# Anyone know of this sadly early-deceased contemporary of Mahler?



## Arent (Mar 27, 2017)

I can't remember the name. I think he studied alongside and was a friend of the young Mahler, and wrote a symphony which was in the same league as Mahler's first. Then he died, still in his early twenties.


----------



## KenOC (Mar 7, 2011)

Are you maybe thinking of Hans Rott?


----------



## Arent (Mar 27, 2017)

Thanks! I knew the response would be swift from the knowledgeable folks around here.

https://en.wikipedia.org/wiki/Hans_Rott

Quite a remarkable early career and a sad loss. Both Mahler and Bruckner attended his funeral.
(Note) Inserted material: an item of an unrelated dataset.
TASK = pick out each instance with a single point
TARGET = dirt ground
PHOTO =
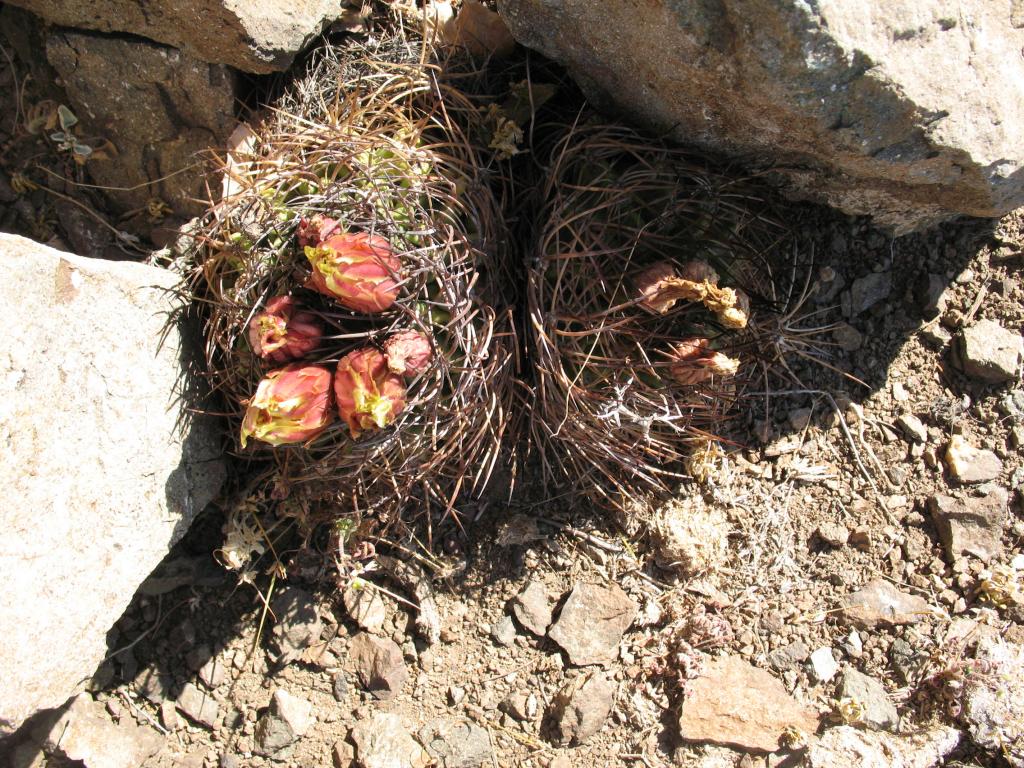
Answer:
(826, 491)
It's quite probable that he would have become one of the major composers of the era.


----------



## chill782002 (Jan 12, 2017)

Thank you, I hadn't heard of this gentleman, will check out his work. Similar to Rudi Stephan, another highly regarded talent who died tragically young.

https://en.wikipedia.org/wiki/Rudi_Stephan


----------



## Guest (Mar 29, 2017)

Rott's symphony in E major is really good, IMO. It sounds like Mahler to me, but was written well before Mahler's first symphony. He might have written more, but he struggled withdepression/mental illness before his death at age 25 from tuberculosis. 

Perhaps he was depressed after showing Brahms his symphony. According to some, Brahms told him he had no talent whatsoever and should give up music. I disagree.


----------